In an average year, medical identity theft is a big problem. According to the Identity Theft Resource Center, in 2019, over a third of data breaches were of healthcare information. Stolen medical identities sell on the Dark Web for $60 to $70 on average, as opposed to as little as $4 for a Social Security number. But, as we all know, 2020 is no average year. The COVID-19 pandemic has made it much easier for scammers to steal medical and healthcare information from anxious consumers. And when the dust settles, we may find that the virus has created a booming market for the sale of stolen medical identities.
Issues and Current Scams
Thieves misuse personal health information (PHI) for numerous purposes: selling stolen insurance information to people who don’t have coverage, committing Medicare fraud by billing for services that were never rendered, even impersonating doctors to commit payment fraud or forge prescriptions. And when your medical identity is used by someone else, you can be charged for these medical bills, have insurance coverage denied on your legitimate medical bills if fraudulent claims exceed your policy’s limit, or you could even receive a life-threatening misdiagnosis or treatment if someone else’s medical information gets into your medical record.

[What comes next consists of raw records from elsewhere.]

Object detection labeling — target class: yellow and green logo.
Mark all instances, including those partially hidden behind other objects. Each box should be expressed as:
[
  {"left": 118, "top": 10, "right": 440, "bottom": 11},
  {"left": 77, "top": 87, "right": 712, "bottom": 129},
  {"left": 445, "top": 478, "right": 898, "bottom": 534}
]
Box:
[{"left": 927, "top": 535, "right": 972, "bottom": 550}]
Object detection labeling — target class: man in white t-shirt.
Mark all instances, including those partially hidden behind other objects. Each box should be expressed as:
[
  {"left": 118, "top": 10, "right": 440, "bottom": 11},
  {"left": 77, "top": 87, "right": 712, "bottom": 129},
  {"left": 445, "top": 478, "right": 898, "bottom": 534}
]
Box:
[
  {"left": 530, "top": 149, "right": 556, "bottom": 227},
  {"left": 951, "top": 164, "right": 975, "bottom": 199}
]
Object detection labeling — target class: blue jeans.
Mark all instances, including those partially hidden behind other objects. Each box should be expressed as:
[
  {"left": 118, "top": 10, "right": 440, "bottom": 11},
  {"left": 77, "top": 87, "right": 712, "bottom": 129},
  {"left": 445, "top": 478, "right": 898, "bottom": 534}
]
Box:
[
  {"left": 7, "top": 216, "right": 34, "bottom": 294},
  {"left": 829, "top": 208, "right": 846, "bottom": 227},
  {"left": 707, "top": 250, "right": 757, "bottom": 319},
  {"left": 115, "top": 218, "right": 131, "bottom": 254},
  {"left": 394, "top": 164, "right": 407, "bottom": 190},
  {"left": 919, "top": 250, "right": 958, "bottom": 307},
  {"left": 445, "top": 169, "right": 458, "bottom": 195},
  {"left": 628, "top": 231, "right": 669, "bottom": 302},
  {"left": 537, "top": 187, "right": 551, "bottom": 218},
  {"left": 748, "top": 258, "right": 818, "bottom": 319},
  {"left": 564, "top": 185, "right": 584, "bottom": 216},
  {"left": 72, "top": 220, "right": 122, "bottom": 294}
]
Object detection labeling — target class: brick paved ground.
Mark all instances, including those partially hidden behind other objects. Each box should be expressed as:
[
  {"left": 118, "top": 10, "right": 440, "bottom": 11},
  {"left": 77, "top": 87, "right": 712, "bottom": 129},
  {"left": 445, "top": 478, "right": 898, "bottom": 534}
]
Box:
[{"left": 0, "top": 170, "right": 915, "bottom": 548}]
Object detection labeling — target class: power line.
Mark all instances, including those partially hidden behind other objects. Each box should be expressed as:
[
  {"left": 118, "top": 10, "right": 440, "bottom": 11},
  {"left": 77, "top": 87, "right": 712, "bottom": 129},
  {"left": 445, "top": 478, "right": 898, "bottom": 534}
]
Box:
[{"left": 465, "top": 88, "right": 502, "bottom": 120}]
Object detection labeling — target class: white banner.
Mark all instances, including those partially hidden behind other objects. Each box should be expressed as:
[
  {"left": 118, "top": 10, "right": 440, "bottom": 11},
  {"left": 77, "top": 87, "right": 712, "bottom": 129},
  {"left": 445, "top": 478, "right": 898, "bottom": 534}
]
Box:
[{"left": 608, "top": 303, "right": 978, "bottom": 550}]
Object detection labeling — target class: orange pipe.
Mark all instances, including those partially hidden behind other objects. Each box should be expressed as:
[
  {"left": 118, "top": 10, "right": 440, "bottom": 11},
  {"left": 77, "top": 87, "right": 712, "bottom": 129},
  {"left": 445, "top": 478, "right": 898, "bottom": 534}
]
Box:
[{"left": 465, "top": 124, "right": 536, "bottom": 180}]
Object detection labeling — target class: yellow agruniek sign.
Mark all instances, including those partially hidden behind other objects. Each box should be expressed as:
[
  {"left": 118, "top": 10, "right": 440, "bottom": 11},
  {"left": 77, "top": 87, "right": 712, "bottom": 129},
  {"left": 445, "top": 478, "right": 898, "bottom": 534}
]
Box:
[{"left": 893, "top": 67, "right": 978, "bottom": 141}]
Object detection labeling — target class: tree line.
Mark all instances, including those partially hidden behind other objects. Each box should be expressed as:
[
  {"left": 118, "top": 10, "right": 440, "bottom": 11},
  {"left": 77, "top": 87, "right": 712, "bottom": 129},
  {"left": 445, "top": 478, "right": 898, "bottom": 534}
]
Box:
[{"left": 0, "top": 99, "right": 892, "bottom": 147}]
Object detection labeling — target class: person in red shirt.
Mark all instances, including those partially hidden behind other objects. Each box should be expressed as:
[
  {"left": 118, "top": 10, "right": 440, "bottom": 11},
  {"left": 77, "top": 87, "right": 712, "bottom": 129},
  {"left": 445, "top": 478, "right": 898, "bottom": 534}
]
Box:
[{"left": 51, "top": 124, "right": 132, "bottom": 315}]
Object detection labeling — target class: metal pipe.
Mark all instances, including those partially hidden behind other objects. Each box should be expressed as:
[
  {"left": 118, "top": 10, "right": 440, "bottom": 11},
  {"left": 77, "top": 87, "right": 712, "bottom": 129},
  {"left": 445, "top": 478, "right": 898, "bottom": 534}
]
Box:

There are thousands of COVID-related scams right now—many attempting to steal medical information—so beware! Here are some of the current cons that have been reported by the FTC, FBI, and other authorities:
- Impersonating health authorities. Fake websites replicate real organizations such as the World Health Organization (WHO) and the Department of Health and Human Services (HHS). The fraudulent sites ask consumers to enter personal information in order to receive updates and safety information about the coronavirus. Sometimes the “updates” are downloads that include malware or emails that direct people to other fake websites.
- Counterfeit medicines or equipment. Scammers offer fake coronavirus testing and vaccine kits through websites that claim to represent the WHO, the FDA, or other legitimate agencies. The sites offer the kits for free, but consumers have to enter credit cards and other information to pay for shipping. HHS reports that some sites are offering test kits to Medicare beneficiaries in return for their Medicare information and other personal details.
- Fake healthcare services. A New York Times article described a phony COVID-19 testing center in a mall parking lot in Kentucky. Victims paid $240 and gave credit card numbers, SSNs, and other personal information to have their mouths swabbed. When local journalists showed up and started asking questions, the operators packed their tents and drove away with the ill-gotten personal information, ripe to commit identity theft.
- Phishing Scams. BlueShield reports that fraudulent robocalls and telemarketers are offering free items and services, such as cleaning supplies and COVID-19 test kits, in exchange for people’s insurance information.
How Can You Protect Yourself?
The U.S. Department of Justice recommends that you:
- Never respond to unsolicited emails. Ignore those offering information, supplies, or treatment for COVID-19 or requesting your personal information for medical purposes. If you need testing or treatment, contact your regular healthcare providers.
- Independently verify the identity of any company, charity, or individual that contacts you regarding COVID-19. Scammers often choose website names and email addresses close to those of real organizations, so read carefully.
- Don’t click! Never click on links or open email attachments from unknown sources.
- Make sure your security software is current. Promptly install security patches for your operating system and apps.
The DOJ also recommends that you avoid any supposed business or charity that asks for payments or donations in cash, by wire transfer, gift card, or through the mail, and any company or person offering unsolicited “investment opportunities” tied to COVID-19. Any company that is really closing in on a vaccine or cure is going to be all over the mainstream news.
The final, critical defense against medical identity theft is to carefully review every Statement of Benefits from your healthcare providers. Even if you diligently protect your medical privacy, criminals are targeting overloaded healthcare organizations for cyberattacks or theft of patient records.
Medical Identity Theft recovery is complicated, so having an identity protection plan is about the best protection you can have for your medical privacy. If you do become a victim, an expert team of recovery specialists can help restore your medical identity to full health.